Figure 1—figure supplement 2.

(A) Unary potentials encode affinities of each cell to take specific labels in atlas. Here, affinities of all cells to take the label specified on the top right corner of images are shown. Randomly selected examples are shown here. In practice, unary potentials are calculated for all cells for every label. (B) Pairwise potentials encode affinities of pair of cells in head ganglion to get two labels from atlas.

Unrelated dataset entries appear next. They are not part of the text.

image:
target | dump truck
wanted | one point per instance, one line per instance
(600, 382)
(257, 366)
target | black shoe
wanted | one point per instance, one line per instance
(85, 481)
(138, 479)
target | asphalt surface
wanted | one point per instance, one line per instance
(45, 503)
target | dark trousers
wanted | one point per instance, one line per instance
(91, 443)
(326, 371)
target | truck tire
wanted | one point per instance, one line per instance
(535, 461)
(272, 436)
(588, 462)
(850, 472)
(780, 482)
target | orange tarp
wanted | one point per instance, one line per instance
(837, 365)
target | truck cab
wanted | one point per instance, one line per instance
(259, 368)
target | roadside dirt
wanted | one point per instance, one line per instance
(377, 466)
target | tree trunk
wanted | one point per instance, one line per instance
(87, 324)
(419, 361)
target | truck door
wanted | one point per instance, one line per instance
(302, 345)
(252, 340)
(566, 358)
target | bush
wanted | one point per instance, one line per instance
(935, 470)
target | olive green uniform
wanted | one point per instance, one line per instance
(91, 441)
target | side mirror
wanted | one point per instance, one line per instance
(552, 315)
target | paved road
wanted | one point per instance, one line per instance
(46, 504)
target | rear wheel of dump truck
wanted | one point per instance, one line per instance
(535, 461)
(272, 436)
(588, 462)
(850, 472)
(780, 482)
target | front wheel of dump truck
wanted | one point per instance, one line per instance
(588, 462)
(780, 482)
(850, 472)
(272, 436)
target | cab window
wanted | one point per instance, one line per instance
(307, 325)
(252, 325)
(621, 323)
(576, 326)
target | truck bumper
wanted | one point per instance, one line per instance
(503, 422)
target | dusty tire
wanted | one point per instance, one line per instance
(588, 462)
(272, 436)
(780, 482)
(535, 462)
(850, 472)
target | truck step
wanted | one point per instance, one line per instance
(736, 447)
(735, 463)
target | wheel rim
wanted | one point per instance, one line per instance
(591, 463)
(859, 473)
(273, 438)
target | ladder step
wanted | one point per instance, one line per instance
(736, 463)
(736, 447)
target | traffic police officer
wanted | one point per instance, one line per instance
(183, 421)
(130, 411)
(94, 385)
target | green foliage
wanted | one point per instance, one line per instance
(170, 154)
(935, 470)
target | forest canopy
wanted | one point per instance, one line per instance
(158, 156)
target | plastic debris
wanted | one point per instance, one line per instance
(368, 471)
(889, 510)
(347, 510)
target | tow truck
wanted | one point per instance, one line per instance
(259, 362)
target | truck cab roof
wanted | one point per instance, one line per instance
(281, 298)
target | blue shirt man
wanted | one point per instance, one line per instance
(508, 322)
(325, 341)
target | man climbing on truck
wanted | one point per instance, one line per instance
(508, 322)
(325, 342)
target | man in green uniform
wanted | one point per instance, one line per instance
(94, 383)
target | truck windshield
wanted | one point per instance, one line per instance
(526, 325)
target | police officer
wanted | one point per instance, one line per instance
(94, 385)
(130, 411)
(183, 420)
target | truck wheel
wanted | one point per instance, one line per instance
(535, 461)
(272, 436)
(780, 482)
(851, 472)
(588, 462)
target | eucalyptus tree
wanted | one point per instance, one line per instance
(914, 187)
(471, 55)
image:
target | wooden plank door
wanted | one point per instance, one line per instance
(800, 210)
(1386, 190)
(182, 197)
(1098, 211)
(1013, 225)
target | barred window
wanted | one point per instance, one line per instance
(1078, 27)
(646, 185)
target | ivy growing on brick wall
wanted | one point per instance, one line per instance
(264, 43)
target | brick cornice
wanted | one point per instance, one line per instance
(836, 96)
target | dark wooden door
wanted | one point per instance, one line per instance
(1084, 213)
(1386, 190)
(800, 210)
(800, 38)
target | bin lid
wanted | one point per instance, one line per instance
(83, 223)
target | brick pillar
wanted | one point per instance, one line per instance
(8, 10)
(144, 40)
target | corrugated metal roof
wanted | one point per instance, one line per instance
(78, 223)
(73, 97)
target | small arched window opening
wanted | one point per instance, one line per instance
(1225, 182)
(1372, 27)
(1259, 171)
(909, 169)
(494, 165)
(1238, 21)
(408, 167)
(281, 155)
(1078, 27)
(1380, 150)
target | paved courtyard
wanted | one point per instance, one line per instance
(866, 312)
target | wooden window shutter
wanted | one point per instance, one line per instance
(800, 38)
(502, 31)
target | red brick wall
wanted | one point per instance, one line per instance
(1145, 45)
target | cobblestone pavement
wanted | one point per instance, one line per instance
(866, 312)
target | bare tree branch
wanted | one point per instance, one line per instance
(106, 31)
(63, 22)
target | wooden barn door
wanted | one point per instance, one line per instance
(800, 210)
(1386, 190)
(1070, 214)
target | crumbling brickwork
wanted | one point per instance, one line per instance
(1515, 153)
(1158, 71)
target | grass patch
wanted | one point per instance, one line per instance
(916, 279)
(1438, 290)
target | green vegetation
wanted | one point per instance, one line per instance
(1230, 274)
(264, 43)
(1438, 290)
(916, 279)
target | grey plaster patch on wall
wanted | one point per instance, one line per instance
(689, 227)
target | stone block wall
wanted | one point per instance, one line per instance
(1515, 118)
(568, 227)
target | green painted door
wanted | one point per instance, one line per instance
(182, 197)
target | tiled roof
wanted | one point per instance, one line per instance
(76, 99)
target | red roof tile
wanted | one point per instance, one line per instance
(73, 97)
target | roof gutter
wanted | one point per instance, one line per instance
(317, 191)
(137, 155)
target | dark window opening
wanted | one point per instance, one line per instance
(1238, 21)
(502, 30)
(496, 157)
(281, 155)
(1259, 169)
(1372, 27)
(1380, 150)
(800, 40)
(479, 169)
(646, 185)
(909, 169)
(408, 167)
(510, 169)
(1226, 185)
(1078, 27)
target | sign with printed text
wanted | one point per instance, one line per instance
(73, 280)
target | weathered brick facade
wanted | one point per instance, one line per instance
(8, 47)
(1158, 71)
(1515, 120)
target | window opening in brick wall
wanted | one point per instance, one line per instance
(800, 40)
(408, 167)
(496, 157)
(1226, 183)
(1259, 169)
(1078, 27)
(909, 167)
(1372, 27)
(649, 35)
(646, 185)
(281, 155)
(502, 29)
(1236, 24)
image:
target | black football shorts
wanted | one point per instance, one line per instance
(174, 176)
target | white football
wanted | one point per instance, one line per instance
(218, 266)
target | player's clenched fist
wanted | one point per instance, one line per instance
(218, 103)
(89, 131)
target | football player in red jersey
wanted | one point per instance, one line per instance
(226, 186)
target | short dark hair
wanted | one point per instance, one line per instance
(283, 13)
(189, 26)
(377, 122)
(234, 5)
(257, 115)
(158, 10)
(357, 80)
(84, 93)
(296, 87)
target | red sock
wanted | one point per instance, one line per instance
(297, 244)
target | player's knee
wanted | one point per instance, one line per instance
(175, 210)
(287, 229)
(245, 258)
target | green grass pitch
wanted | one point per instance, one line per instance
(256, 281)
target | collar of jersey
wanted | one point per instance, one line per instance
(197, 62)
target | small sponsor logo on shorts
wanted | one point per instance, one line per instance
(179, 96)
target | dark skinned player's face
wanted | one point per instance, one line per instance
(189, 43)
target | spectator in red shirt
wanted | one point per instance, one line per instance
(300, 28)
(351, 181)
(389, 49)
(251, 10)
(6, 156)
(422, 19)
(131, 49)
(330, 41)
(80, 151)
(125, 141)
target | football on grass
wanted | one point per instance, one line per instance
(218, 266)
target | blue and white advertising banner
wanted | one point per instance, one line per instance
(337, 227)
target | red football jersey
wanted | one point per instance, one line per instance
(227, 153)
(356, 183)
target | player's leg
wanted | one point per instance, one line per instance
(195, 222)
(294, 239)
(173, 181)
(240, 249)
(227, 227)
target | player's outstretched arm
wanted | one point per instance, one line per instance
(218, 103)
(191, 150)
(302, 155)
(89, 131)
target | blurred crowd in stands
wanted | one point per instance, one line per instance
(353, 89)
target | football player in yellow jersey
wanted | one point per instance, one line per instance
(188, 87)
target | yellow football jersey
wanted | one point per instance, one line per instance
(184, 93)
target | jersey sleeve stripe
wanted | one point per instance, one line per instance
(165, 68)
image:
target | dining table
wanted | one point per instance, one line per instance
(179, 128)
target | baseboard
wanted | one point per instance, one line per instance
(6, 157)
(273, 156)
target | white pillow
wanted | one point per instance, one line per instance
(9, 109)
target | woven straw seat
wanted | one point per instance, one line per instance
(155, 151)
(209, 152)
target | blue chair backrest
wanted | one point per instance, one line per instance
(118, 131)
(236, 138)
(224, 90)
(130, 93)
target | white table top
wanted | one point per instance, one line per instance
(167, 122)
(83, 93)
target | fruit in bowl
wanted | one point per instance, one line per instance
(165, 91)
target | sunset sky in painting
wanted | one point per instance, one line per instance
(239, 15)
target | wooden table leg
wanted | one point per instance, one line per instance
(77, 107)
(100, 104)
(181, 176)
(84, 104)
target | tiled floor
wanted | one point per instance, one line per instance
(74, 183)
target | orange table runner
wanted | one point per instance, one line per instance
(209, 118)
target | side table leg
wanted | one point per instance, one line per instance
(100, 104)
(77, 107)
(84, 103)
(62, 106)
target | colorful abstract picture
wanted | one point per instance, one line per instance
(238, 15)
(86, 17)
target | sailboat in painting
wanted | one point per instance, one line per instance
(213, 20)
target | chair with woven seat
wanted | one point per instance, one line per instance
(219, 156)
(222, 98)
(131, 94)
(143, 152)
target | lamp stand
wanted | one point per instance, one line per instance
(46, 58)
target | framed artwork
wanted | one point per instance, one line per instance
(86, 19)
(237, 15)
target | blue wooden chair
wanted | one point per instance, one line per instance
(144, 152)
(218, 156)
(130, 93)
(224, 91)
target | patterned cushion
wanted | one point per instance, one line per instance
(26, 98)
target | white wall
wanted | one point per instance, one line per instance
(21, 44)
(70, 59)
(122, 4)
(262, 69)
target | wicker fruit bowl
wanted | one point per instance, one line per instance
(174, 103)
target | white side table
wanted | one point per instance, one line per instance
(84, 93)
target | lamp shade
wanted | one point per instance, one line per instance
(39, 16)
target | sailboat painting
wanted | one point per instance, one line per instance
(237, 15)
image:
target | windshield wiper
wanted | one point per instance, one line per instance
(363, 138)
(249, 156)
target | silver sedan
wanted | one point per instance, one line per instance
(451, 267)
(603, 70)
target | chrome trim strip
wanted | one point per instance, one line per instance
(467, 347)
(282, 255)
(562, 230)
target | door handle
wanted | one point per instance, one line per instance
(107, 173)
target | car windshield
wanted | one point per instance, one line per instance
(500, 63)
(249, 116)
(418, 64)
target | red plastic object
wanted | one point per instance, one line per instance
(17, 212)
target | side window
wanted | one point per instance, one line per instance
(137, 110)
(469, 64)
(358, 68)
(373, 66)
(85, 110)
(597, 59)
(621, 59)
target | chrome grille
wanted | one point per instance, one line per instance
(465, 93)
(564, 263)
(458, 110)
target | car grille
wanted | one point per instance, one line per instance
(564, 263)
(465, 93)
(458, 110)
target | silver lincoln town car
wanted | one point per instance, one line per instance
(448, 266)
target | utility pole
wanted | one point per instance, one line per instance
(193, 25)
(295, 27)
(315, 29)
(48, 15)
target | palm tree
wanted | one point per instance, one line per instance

Here, we show the affinity of all cells taking the label specified on the top right corner of images given the cell marked by the arrow is assigned the given label. Randomly selected examples are shown here. In practice, pairwise potentials are calculated for all pairs of cells for all pairs of labels. (C) Examples of label-consistency score of cells that were assigned duplicate labels (specified on the top right corner of the image) in an intermediate step in framework. To remove duplicate assignments, only the cell with the highest consistency score is assigned the label. Optimization is run again to assign labels to all unlabeled cells while keeping the identities of labeled cells fixed. (D) Comparison of label-consistency scores for accurately predicted cells and incorrectly predicted cells. Correctly predicted cells have a higher binary positional relationship consistency score, close to one angular relationship consistency score (smaller angular deviation between labels in image and atlas) and close to 0 proximity consistency score (smaller Gromov-Wasserstein discrepancy). Scores shown for all 130 predicted cells in synthetic data across ~1100 runs. Thus, n ≈ 150,000. *** denotes p<0.001, Bonferroni paired comparison test. Each run differed from the other in terms of random position noise and count noise applied to synthetic data to mimic real images. Top, middle, and bottom lines in box plot indicate 75th percentile, median, and 25th percentile of data, respectively.
Figure 1—video 1. Identities predicted automatically by the CRF_ID framework in head ganglion stack.
Download video file (531.4KB, mp4)
Top five identities predicted are shown sorted by consistency score. Scale bar 5 µm.